I miss Pops... i tell him that all the time, i tell him he'd be tickled to see his boyos, the I-mac would be four inches taller than him now and his boy Lil Mac (Pops' nickname for Nick Disaster), with his skinny, giraffe like legs would soon be speeding past him too. I know he'd laugh at my tales of the boyos, about the challenges of a certain father of a teenage boy and his foul-mouthed little brother and i'm sure he'd chuckle and say, "damn? that reminds me of someone i knew". There are times when i wish he was around so i could ask his advice but then i remember that he taught me everything i need to know about handling this parent shit and so i just do what he would do, i sit back and think on it, i think about how he might have handled it or better yet did handle it with his rather rambunctious young son and take it from there. 

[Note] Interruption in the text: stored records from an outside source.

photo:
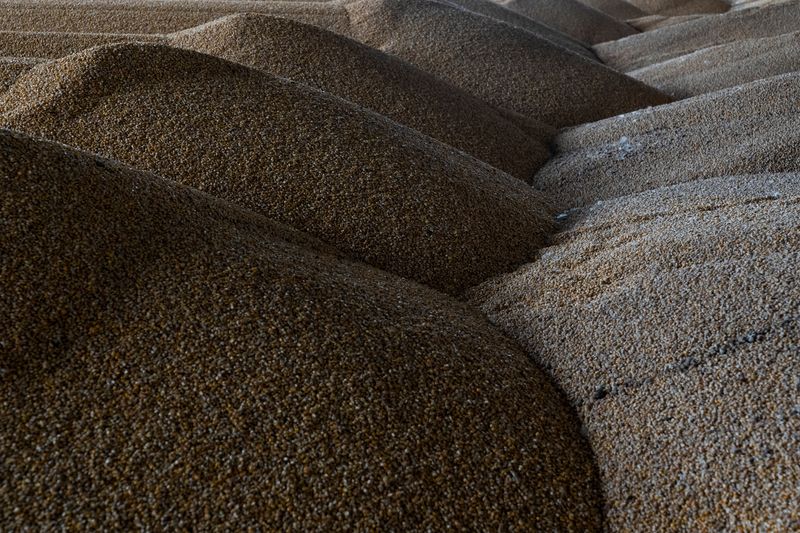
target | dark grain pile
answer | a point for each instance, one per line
(376, 81)
(381, 192)
(672, 320)
(170, 361)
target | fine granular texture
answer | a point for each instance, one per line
(652, 47)
(723, 66)
(12, 67)
(619, 9)
(171, 361)
(382, 193)
(572, 18)
(672, 320)
(52, 45)
(746, 129)
(373, 80)
(499, 63)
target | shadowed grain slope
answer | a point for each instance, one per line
(572, 18)
(672, 320)
(490, 9)
(724, 66)
(748, 129)
(171, 361)
(619, 9)
(377, 190)
(666, 43)
(53, 45)
(373, 80)
(682, 7)
(149, 16)
(504, 65)
(12, 67)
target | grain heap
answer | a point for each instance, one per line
(652, 47)
(376, 81)
(12, 67)
(251, 289)
(747, 129)
(672, 320)
(497, 62)
(571, 17)
(172, 361)
(723, 66)
(294, 154)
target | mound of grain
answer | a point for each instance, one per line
(672, 320)
(748, 129)
(489, 8)
(504, 65)
(724, 66)
(150, 16)
(619, 9)
(682, 7)
(666, 43)
(12, 67)
(572, 18)
(54, 44)
(375, 81)
(381, 192)
(172, 361)
(653, 22)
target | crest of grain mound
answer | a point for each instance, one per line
(748, 129)
(723, 66)
(572, 18)
(504, 65)
(618, 9)
(374, 80)
(381, 192)
(638, 51)
(177, 362)
(672, 320)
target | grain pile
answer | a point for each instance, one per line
(12, 67)
(501, 64)
(373, 80)
(747, 129)
(151, 16)
(52, 45)
(682, 7)
(171, 361)
(572, 18)
(723, 66)
(659, 45)
(619, 9)
(672, 320)
(380, 192)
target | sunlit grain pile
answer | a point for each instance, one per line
(171, 360)
(376, 81)
(744, 129)
(400, 265)
(381, 192)
(672, 319)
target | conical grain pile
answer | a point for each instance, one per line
(172, 361)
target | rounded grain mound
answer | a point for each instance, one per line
(638, 51)
(381, 192)
(619, 9)
(572, 18)
(12, 67)
(174, 362)
(374, 80)
(672, 320)
(748, 129)
(723, 66)
(504, 65)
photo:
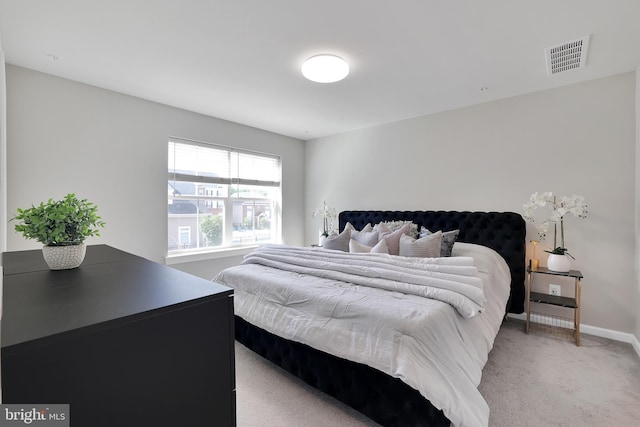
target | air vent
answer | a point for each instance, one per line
(567, 56)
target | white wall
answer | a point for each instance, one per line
(110, 148)
(577, 139)
(637, 257)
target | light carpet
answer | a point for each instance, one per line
(529, 380)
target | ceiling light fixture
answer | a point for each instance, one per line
(325, 68)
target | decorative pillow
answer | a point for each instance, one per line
(338, 242)
(448, 239)
(380, 247)
(394, 225)
(366, 236)
(425, 247)
(393, 237)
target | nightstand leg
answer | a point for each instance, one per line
(526, 329)
(577, 310)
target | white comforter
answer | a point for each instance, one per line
(390, 326)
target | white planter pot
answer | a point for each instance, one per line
(559, 263)
(64, 257)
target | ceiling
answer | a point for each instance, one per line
(240, 60)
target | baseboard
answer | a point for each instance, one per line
(596, 331)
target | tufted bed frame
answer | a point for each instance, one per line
(385, 399)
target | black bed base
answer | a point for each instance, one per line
(386, 400)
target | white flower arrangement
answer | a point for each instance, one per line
(328, 217)
(560, 206)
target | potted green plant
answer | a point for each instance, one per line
(62, 227)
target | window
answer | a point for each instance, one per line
(221, 197)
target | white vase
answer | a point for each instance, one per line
(64, 257)
(559, 263)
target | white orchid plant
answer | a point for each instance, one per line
(328, 215)
(560, 206)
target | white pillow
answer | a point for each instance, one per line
(393, 237)
(366, 236)
(425, 247)
(338, 242)
(394, 225)
(380, 247)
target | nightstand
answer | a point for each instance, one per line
(559, 301)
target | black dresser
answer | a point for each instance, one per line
(123, 340)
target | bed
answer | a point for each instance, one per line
(405, 395)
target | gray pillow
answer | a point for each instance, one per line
(448, 239)
(425, 247)
(366, 236)
(339, 242)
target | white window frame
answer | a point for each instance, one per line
(228, 248)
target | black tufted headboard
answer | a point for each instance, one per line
(503, 232)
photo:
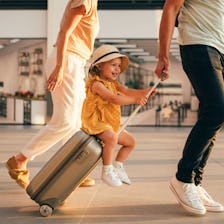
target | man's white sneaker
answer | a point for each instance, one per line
(207, 200)
(121, 172)
(187, 196)
(110, 177)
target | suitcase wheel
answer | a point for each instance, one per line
(45, 210)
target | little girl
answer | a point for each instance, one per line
(101, 110)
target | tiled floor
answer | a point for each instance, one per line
(147, 200)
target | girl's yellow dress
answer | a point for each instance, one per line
(99, 115)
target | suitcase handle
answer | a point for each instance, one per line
(139, 106)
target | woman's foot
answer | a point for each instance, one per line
(87, 182)
(122, 173)
(16, 172)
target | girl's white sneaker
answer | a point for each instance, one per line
(110, 177)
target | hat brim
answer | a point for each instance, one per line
(124, 60)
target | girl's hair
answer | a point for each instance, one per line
(94, 70)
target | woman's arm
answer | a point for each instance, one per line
(70, 21)
(133, 92)
(167, 24)
(99, 89)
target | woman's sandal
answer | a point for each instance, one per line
(20, 176)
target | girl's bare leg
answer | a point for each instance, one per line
(127, 142)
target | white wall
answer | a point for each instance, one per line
(9, 64)
(23, 23)
(139, 24)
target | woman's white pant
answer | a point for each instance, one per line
(67, 106)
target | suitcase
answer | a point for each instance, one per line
(66, 170)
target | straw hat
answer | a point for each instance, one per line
(106, 53)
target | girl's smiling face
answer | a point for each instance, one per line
(111, 69)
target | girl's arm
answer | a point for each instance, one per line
(133, 92)
(99, 89)
(70, 21)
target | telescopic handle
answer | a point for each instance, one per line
(139, 106)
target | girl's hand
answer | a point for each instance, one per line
(55, 79)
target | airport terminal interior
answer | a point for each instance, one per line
(160, 127)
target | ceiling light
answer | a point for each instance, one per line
(113, 41)
(140, 53)
(12, 41)
(148, 58)
(175, 50)
(125, 45)
(175, 53)
(132, 50)
(174, 46)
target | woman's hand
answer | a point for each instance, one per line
(55, 79)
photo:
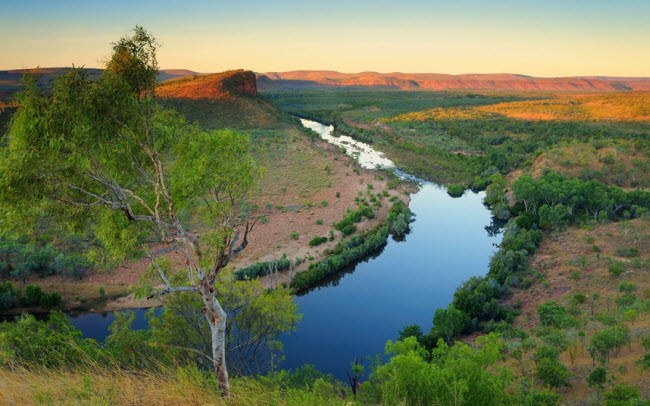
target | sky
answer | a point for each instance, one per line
(536, 37)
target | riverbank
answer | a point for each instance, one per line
(296, 217)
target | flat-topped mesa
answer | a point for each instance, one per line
(436, 81)
(216, 86)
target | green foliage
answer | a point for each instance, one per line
(455, 375)
(255, 319)
(262, 269)
(449, 323)
(566, 196)
(35, 297)
(317, 241)
(398, 219)
(412, 330)
(616, 269)
(130, 348)
(9, 296)
(597, 377)
(51, 343)
(455, 190)
(622, 394)
(551, 314)
(354, 216)
(551, 372)
(345, 253)
(73, 266)
(607, 341)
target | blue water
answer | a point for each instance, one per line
(404, 285)
(355, 313)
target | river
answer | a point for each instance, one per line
(353, 315)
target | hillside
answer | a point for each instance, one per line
(225, 85)
(436, 81)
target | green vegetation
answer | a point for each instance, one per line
(103, 158)
(459, 138)
(353, 249)
(262, 269)
(316, 241)
(33, 296)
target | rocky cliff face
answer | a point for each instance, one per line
(210, 87)
(435, 81)
(242, 82)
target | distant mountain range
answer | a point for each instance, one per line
(11, 81)
(437, 81)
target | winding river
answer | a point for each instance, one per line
(353, 315)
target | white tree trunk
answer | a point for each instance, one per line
(216, 317)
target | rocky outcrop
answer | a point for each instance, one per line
(436, 81)
(210, 87)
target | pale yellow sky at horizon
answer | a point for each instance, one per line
(599, 38)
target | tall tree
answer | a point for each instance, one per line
(103, 154)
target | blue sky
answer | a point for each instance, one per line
(544, 38)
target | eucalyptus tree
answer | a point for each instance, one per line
(101, 153)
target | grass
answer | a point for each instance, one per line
(618, 162)
(183, 386)
(572, 271)
(455, 137)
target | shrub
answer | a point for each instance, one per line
(262, 269)
(73, 266)
(551, 314)
(622, 394)
(553, 373)
(9, 296)
(35, 297)
(345, 253)
(317, 241)
(348, 229)
(455, 190)
(616, 269)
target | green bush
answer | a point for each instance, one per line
(317, 241)
(455, 190)
(35, 297)
(345, 253)
(262, 269)
(9, 296)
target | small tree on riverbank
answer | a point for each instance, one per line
(102, 155)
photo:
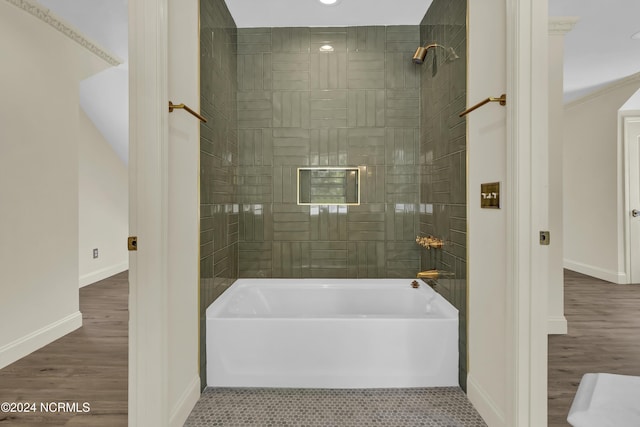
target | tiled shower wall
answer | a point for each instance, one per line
(443, 155)
(355, 106)
(218, 158)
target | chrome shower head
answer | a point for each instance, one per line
(452, 55)
(421, 53)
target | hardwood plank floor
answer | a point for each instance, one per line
(87, 365)
(604, 336)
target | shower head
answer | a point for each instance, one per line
(421, 53)
(418, 57)
(452, 55)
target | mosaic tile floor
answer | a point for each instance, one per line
(244, 407)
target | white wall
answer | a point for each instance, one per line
(486, 146)
(39, 78)
(164, 382)
(558, 27)
(593, 205)
(103, 206)
(184, 209)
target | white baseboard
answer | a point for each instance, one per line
(185, 404)
(486, 407)
(103, 273)
(29, 343)
(557, 325)
(597, 272)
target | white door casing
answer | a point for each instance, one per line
(631, 126)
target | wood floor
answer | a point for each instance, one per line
(604, 336)
(87, 365)
(90, 364)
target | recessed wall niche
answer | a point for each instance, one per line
(329, 186)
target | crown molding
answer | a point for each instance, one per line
(68, 30)
(561, 25)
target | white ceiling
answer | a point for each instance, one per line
(312, 13)
(598, 51)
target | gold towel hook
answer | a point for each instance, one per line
(502, 100)
(184, 107)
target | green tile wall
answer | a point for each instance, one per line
(219, 211)
(356, 106)
(443, 210)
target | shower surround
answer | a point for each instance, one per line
(275, 102)
(357, 105)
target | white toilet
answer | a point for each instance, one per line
(606, 400)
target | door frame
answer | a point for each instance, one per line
(527, 173)
(631, 175)
(148, 213)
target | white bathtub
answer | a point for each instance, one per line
(331, 333)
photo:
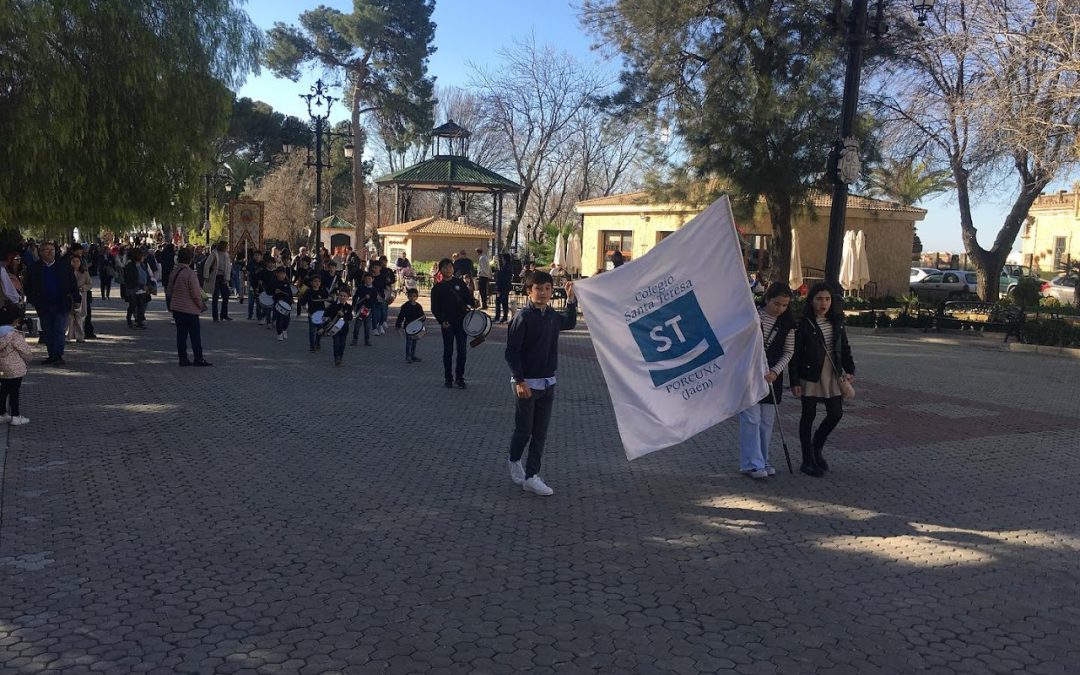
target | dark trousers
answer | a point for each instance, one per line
(136, 307)
(339, 345)
(834, 410)
(502, 305)
(88, 324)
(54, 331)
(482, 284)
(451, 336)
(187, 327)
(531, 417)
(220, 289)
(9, 395)
(281, 321)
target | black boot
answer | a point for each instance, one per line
(818, 459)
(809, 467)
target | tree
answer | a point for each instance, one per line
(532, 102)
(381, 51)
(989, 89)
(109, 110)
(751, 86)
(907, 180)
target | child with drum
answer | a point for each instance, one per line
(339, 313)
(412, 316)
(314, 297)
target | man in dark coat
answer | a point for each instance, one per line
(52, 289)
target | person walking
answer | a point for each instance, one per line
(78, 315)
(187, 305)
(821, 367)
(450, 300)
(755, 422)
(216, 280)
(52, 289)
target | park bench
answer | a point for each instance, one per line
(970, 314)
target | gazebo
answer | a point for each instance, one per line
(448, 171)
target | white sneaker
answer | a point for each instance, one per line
(516, 472)
(537, 486)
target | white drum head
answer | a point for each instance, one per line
(476, 324)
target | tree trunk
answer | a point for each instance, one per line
(780, 213)
(988, 264)
(359, 196)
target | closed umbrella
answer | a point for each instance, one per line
(862, 267)
(795, 275)
(574, 254)
(848, 261)
(559, 257)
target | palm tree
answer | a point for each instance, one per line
(907, 180)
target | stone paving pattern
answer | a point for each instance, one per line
(274, 514)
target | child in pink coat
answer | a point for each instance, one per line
(14, 355)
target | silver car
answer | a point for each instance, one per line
(1063, 288)
(946, 285)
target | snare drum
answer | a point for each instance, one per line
(336, 327)
(476, 324)
(415, 328)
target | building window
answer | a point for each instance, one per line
(1058, 253)
(621, 240)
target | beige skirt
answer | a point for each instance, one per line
(826, 387)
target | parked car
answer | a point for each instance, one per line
(918, 273)
(946, 285)
(1063, 288)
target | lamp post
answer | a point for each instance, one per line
(319, 108)
(844, 163)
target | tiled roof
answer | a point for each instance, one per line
(434, 226)
(820, 199)
(449, 171)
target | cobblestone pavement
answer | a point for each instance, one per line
(274, 514)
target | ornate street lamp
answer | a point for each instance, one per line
(844, 162)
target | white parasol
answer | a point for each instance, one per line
(862, 267)
(795, 275)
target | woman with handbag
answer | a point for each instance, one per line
(822, 372)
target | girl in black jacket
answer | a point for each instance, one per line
(822, 359)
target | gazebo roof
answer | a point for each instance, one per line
(433, 226)
(449, 171)
(333, 223)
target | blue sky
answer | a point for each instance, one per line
(474, 30)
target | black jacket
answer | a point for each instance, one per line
(450, 300)
(36, 287)
(810, 354)
(408, 313)
(532, 340)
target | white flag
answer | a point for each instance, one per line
(677, 335)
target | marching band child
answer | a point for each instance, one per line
(409, 312)
(282, 292)
(364, 301)
(340, 309)
(315, 298)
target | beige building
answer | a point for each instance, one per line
(1050, 239)
(433, 239)
(633, 224)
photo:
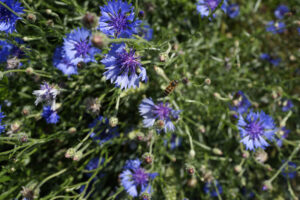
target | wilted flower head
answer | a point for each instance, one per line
(213, 188)
(63, 63)
(102, 131)
(135, 179)
(118, 20)
(240, 103)
(205, 7)
(255, 128)
(160, 111)
(50, 115)
(47, 93)
(2, 127)
(280, 11)
(7, 18)
(78, 46)
(123, 67)
(275, 27)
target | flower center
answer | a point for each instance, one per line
(212, 4)
(140, 177)
(254, 129)
(127, 61)
(82, 48)
(119, 22)
(162, 111)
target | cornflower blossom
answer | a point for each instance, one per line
(255, 128)
(275, 27)
(135, 179)
(280, 11)
(213, 188)
(123, 68)
(290, 171)
(102, 131)
(241, 103)
(47, 93)
(206, 7)
(61, 62)
(152, 112)
(50, 115)
(2, 126)
(118, 19)
(7, 18)
(78, 46)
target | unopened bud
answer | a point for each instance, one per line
(217, 151)
(77, 156)
(70, 153)
(31, 17)
(90, 20)
(113, 121)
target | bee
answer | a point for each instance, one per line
(171, 87)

Four years later and the hurt is gone... if that is possible? I feel honored that my father wanted me to be the one to take him, i still harbor some feelings about not being able to spend that last night at his place (a post for a different time), talking and hanging out like we once did but that has nothing to do with him. He could have had his brother or my big sis take him but he wanted me to do it, it was my job, as his son, to do this and yet it wasn't a job at all. He was most comfortable with me, knew i'd be the most relaxed even in the most un-relaxed of circumstances. We strolled into it knowing the deal and understanding we were putting our money down on a long shot but  sometimes that's just what you gotta do. Hindsight being what it is i understand the Longest Day has taught me about living, about dying, about love, about handling whatever might be thrown at you because in the end we can handle whatever is thrown at us... even death. 

So now it's my job to impart this wisdom or knowledge or whatever one wants to call it to the boyos. That if all goes as planned it will be their job to bury me... hopefully under a small tree near the ocean so it can use the organic part of me to grow... and if they ever feel like talking they can visit that tree or better yet just look around and know that my energy is there... not in the form they knew but still hanging about. They will understand you only go around in this form once and to make the best use of it that you can... run, play, work (maybe just a little) screw, sing, dance, laugh, smile, cry, think and most importantly love. Cuz in the end that's all we got. I love you Pops.... wherever and whatever you are... 

1 comment:

looby said...

That's lovely kono, and if I did believe that poeple could look down from the afterlife, I'm sure your dad would be touched to hear and read the things you write about him. I hope the boyos are instilled with a similar way of responding to *their* dad.